Les analyses ont d’abord permis de montrer que les mères face aux enfants réagissent plus que les enfants face à elles (tous les enfants confondus). En revanche, si nous comparons les réactions de la personne extérieure à la famille face aux l’enfant et les réactions de l’enfant face à cette personne extérieure, le nombre d’événements est supérieur avec l’enfant. Et si nous comparons les réactions de la mère face à l’enfant et les réactions de la personne extérieure à la famille face à cet enfant, nous remarquons que le nombre d’interactions est bien moindre avec cette dernière.

Lorsque nous comparons les interactions en inter-groupes en distinguant les trois groupes d’enfants (« standards », « déficients visuels » et « déficients visuels avec un handicap associé »), nous observons qu’avec le groupe d’enfants « déficients visuels », toutes les interactions, quel que soit l’acteur, sont beaucoup plus nombreuses que dans les autres groupes. Puis le groupe d’enfants « standards » arrive en second et enfin, très loin derrière, se situe le groupe d’enfants « déficients visuels avec un handicap associé ».

Lorsque nous effectuons une comparaison intra-groupes, les enfants réagissent beaucoup avec leur mère et nettement moins avec la personne extérieure à la famille. La différence est importante.

Le nombre des interactions avec les pères aussi (pour les trois enfants « déficients visuels ») sont moins nombreuses qu’avec les mères (que ce soit du côté de l’enfant ou du côté de l’adulte). La personne extérieure à la famille arrive toujours en dernière position.

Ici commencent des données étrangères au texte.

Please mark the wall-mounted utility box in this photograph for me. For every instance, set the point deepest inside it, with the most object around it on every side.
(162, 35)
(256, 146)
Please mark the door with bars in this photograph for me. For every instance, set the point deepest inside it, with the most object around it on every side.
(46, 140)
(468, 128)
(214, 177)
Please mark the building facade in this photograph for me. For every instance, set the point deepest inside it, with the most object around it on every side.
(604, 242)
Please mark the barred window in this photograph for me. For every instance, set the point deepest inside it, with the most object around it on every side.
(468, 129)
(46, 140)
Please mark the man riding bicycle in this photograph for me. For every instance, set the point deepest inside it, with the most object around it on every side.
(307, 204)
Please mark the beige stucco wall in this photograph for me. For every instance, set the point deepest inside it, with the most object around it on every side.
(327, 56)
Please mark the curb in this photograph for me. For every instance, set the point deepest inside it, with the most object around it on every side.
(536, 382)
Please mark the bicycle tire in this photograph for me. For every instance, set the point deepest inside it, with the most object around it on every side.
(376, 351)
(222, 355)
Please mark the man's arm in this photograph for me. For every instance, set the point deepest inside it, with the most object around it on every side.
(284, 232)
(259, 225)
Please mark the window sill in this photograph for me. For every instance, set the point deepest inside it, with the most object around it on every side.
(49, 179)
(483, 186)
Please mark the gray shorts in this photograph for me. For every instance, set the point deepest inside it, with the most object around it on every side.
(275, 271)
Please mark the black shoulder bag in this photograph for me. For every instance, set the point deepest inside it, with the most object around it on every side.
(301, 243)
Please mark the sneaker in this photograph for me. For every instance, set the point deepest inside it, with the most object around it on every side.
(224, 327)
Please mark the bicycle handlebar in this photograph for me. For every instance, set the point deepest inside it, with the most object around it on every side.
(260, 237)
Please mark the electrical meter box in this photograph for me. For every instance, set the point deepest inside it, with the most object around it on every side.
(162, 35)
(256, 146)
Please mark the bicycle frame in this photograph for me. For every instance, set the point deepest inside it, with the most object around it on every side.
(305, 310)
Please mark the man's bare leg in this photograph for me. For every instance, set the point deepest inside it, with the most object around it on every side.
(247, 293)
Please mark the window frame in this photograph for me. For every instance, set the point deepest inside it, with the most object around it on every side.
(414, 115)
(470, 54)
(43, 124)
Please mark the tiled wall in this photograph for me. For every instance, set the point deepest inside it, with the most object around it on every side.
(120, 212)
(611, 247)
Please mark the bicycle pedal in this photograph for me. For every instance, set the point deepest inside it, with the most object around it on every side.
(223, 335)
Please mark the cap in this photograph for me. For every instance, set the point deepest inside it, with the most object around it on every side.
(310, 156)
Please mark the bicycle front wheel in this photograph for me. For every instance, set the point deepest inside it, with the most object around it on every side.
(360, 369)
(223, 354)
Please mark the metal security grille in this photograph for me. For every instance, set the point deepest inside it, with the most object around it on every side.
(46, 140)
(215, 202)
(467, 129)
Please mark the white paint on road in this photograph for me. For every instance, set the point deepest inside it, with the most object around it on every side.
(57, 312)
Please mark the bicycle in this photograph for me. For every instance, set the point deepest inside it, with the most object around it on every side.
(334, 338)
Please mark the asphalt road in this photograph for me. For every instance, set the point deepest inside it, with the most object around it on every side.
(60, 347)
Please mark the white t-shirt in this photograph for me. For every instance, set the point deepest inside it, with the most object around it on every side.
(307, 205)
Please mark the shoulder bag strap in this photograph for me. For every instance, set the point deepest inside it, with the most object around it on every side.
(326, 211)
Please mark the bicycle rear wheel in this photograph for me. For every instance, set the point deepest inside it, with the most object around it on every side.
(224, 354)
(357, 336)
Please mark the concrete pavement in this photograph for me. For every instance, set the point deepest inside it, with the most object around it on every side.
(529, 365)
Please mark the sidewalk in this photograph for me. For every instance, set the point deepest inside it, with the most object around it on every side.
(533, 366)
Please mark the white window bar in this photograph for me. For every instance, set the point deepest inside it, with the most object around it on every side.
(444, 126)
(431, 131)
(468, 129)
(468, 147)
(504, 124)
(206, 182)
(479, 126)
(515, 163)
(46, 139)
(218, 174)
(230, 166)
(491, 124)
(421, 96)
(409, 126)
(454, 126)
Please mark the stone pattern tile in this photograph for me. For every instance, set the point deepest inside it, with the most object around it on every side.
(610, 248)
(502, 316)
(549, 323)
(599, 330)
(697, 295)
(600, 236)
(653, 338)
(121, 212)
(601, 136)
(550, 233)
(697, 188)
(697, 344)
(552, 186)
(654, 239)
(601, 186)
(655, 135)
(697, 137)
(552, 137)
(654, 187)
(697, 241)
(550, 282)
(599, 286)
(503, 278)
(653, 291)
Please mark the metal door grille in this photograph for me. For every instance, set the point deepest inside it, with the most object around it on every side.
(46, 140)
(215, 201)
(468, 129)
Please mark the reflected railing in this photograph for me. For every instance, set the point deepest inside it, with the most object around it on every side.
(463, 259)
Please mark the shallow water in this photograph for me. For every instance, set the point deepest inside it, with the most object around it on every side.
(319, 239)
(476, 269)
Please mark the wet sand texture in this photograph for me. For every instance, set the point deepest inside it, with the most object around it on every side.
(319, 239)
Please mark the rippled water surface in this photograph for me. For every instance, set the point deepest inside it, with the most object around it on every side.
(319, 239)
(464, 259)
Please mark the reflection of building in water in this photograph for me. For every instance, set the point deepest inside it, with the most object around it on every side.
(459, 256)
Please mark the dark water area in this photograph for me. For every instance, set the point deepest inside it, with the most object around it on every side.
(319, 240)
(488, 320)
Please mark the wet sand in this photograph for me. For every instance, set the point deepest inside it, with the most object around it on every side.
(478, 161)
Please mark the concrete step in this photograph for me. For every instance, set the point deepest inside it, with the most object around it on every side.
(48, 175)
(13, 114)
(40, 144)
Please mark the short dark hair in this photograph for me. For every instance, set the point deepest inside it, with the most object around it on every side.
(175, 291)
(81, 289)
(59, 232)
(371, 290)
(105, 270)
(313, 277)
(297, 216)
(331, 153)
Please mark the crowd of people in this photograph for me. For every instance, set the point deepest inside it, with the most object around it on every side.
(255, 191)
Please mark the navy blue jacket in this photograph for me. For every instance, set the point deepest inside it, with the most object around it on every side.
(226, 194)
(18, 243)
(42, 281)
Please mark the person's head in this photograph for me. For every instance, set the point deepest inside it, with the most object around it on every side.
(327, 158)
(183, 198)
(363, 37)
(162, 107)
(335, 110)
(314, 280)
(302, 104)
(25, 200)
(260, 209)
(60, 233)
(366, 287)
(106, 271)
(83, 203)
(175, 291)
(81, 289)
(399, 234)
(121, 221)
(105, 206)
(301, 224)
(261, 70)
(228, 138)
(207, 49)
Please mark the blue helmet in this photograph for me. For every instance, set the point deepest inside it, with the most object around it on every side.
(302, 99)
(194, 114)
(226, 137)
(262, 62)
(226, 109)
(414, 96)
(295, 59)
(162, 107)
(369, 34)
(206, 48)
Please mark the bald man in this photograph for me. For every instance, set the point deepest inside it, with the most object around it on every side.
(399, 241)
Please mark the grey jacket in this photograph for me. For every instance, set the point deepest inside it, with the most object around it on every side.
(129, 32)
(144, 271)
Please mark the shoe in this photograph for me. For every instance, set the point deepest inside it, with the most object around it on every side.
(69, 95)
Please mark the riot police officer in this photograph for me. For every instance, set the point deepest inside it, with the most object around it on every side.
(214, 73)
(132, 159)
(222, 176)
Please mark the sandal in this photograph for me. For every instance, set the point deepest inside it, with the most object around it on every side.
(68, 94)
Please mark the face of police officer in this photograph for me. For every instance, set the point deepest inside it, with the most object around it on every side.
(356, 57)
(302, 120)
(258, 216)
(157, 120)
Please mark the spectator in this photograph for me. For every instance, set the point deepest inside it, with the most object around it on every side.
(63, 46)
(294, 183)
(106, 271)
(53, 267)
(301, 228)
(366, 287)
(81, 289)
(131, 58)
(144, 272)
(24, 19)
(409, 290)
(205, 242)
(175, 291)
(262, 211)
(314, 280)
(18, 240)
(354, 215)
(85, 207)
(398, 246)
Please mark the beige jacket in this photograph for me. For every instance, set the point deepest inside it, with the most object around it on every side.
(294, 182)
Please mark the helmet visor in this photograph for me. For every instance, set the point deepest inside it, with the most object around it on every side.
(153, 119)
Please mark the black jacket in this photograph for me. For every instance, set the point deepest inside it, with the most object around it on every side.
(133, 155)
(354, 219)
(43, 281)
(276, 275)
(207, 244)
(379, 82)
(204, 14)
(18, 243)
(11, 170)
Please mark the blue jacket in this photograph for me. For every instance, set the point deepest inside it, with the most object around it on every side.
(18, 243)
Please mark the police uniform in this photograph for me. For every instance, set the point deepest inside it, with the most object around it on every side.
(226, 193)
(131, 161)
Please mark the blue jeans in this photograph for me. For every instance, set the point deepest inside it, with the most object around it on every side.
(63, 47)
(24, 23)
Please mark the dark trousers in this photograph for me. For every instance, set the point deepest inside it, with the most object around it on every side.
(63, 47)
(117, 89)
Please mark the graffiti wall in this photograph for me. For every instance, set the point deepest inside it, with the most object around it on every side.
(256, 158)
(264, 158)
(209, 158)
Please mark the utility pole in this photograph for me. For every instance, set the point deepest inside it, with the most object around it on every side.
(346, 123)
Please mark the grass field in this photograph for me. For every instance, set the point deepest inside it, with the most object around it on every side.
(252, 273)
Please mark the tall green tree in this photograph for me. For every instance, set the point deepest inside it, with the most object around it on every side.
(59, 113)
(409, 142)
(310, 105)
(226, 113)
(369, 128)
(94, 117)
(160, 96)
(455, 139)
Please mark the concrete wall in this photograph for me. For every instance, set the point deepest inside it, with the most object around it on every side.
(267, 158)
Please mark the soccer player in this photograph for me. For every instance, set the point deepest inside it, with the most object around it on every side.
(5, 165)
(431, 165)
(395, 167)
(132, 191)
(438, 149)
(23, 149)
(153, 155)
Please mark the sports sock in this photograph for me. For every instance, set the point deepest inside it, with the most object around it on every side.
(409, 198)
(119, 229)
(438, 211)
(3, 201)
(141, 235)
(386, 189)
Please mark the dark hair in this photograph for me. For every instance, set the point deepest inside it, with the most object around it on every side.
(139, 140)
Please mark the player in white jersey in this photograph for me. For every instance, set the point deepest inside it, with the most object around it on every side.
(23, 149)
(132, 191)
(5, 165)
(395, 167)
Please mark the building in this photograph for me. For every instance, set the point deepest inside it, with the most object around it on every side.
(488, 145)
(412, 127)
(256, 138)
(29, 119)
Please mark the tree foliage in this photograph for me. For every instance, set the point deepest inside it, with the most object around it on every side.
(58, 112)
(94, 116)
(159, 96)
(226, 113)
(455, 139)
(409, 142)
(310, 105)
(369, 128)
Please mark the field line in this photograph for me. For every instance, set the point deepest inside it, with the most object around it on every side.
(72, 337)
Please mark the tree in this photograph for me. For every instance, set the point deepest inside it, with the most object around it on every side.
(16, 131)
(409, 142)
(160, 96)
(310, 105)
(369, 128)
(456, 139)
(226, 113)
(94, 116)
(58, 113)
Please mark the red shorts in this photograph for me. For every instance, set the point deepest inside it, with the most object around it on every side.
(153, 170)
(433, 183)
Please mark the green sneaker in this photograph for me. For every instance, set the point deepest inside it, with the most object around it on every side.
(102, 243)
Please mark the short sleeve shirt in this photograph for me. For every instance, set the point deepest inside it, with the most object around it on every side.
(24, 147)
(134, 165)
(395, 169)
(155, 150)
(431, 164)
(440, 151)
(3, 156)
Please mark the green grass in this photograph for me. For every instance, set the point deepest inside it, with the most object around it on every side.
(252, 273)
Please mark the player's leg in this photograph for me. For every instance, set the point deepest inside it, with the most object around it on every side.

Toujours dans le groupe d’enfants « déficients visuels », il existe une différence entre les trois enfants. Avec le plus jeune d’entre eux, les interactions (côté enfant et côté adultes) sont deux fois moins nombreuses qu’avec les deux autres enfants. Ainsi, l’âge de l’enfant influerait sur la quantité et la qualité de l’interaction. Cette influence de l’âge des enfants se retrouve aussi lorsque nous considérons les réactions de l’enfant face à la personne extérieure à la famille.

Peu d’effets (simples ou d’interaction) sont relevés lorsque les interactions sont considérées dans leur globalité. Parmi eux, seul l’effet « âge » montre une tendance lorsque nous considérons les réactions de l’enfant face à la personne extérieure à la famille. Les enfants plus âgés réagissent plus face à cet adulte.

Ainsi, lorsque nous considérons la communication de façon globale, l’hypothèse présentée selon laquelle « plus l’enfant est handicapé et plus la mère est dynamique et directive pour combler le déficit de son enfant » n’est pas démontrée. Mais si nous considérons la fréquence des interactions, nous observons que la mère réagit toujours plus par rapport à l’enfant (tous les enfants confondus).

Lorsque nous comparons chacun des groupes d’enfants, nous observons que la mère est plus dynamique et directive avec le groupe d’enfants « déficients visuels ». Cependant, lorsqu’un autre déficit est ajouté à la déficience visuelle, alors la fréquence des interactions diminue beaucoup et ainsi le groupe d’enfants « déficients visuels avec un handicap associé » se retrouve placé en dernière position. Le groupe d’enfants « standards » se trouve placé en second.

Ainsi, l’hypothèse selon laquelle « plus l’enfant est handicapé et plus la mère est directive et dynamique pour combler le déficit de son enfant » ne se vérifie pas. En effet, dans notre étude, les interactions avec le groupe d’enfants « déficients visuels avec un handicap associé » sont les moins dynamiques et la mère est la moins directive comparée au groupe d’enfants « déficients visuels » sans handicap associé.

Ces résultats vont à l’encontre des études de Kekelis et Andersen (1984) qui indiquaient que les mères des enfants « déficients visuels » sont plus directives (toutes les mères des enfants de notre étude réagissent plus face à leur enfant que ce dernier ne le fait). Ils vont aussi à l’encontre des études de Rogers et Puchalski (1984) qui indiquent que le discours des mères est plus pauvre envers leur enfant. Fraiberg (1974) et Rowland (1984) ont montré aussi que ces enfants étaient moins actifs avec leur mère, ce qui n’est pas le cas avec les enfants de notre étude (lorsque nous les comparons avec les deux autres groupes d’enfants)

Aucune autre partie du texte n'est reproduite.